Hendrickson stresses that brake service should be performed across the axle to maintain balance.

The larger point: Disc brakes remain both system-sensitive and maintenance-sensitive. Copper-free friction hasn’t changed that.

Cost Pressures and the Fleet Equation

One issue suppliers and fleets face is that copper-free pads can cost more to manufacture.

That’s because alternative materials and reformulated compounds often require additional engineering and processing.

“Using alternative materials without compromising performance has the potential to increase cost,” Morris says. “When combined with tariffs and supply chain disruptions, there could be upward pressure on brake pad costs.”

Nair at ZF agrees that copper-free pads tend to be more expensive to produce, though what fleets see on the price tag depends on distribution and market factors.

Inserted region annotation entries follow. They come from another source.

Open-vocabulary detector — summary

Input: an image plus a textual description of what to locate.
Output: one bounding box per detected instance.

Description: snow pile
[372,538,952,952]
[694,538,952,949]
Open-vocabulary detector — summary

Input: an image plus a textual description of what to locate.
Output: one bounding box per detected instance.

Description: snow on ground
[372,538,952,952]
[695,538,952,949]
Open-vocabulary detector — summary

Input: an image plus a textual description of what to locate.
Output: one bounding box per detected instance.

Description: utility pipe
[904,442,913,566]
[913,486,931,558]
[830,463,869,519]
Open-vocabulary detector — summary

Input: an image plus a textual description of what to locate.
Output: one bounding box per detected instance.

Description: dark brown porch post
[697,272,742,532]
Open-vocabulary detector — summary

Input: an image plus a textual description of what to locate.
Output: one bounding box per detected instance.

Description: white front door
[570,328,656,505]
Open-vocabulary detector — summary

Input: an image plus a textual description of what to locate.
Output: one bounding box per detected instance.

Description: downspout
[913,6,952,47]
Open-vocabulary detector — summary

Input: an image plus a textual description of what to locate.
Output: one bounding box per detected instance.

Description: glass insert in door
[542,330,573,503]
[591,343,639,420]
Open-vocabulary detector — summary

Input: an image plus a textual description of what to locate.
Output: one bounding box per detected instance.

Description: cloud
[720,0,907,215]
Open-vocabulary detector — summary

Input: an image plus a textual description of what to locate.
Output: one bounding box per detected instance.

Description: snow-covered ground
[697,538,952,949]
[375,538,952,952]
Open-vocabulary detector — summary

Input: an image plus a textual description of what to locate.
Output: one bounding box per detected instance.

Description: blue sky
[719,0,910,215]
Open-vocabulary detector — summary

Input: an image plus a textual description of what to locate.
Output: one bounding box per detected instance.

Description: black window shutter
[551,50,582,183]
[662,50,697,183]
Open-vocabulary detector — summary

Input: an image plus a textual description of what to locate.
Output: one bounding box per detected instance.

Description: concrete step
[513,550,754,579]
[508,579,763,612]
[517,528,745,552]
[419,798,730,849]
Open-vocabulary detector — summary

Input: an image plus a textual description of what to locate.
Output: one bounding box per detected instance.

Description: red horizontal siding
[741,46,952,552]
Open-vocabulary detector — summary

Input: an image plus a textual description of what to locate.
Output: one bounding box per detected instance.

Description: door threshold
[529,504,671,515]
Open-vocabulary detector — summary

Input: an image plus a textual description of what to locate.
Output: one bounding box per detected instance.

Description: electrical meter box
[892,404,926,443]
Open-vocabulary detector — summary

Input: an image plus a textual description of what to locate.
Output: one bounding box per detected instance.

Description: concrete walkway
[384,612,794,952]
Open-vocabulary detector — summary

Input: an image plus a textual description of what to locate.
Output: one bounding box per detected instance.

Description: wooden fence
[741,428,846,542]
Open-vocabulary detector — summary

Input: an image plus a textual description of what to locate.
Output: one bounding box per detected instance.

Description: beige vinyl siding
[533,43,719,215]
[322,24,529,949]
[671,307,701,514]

At the same time, air disc brakes still offer advantages that fleets continue to value:

• Shorter stopping distances
• Improved fade resistance
• Easier pad replacement
• Better performance in repeated braking

Suppliers understand those concerns, Conklin adds. "“New expectations tend to drive investment and cost," he notes. "And we keep a close eye on minimizing the total installed cost for fleets.”

The question then becomes whether incremental friction reformulation cost outweighs those benefits.

So far, adoption trends suggest fleets still see value.

What Copper-Free Brake Pads Mean for Class 8 Fleets

Copper’s role in brake friction was significant. It reinforced. It lubricated. It transferred heat. It stabilized friction.

Its removal forced a fundamental reformulation effort across the industry. That work took years of engineering and millions of validation miles.

Today, all major OE brake suppliers have transitioned to N-level copper-free formulations.

From their standpoint, performance targets are being met.

From the fleet standpoint, success still hinges on three fundamentals:

1. Proper application spec (linehaul vs. severe duty)
2. Regular pad wear inspection
3. System-level service discipline

Air disc brakes are now mainstream in Class 8 linehaul. The copper phase-down arrived just as adoption crossed the 50% mark.

That timing may feel uncomfortable to some fleets experiencing unexpected wear changes. But the evidence suggests the story isn’t about copper disappearing. It’s about friction evolving.

And as with every major brake material transition — from asbestos to semi-metallic to today’s advanced composites — the industry will adapt.

Copper helped carry heavy truck braking for nearly a century. Now it’s up to a new generation of materials to carry it forward.

Editor's Note: HDT Editor and Associate Publisher Deborah Lockridge contributed to this story.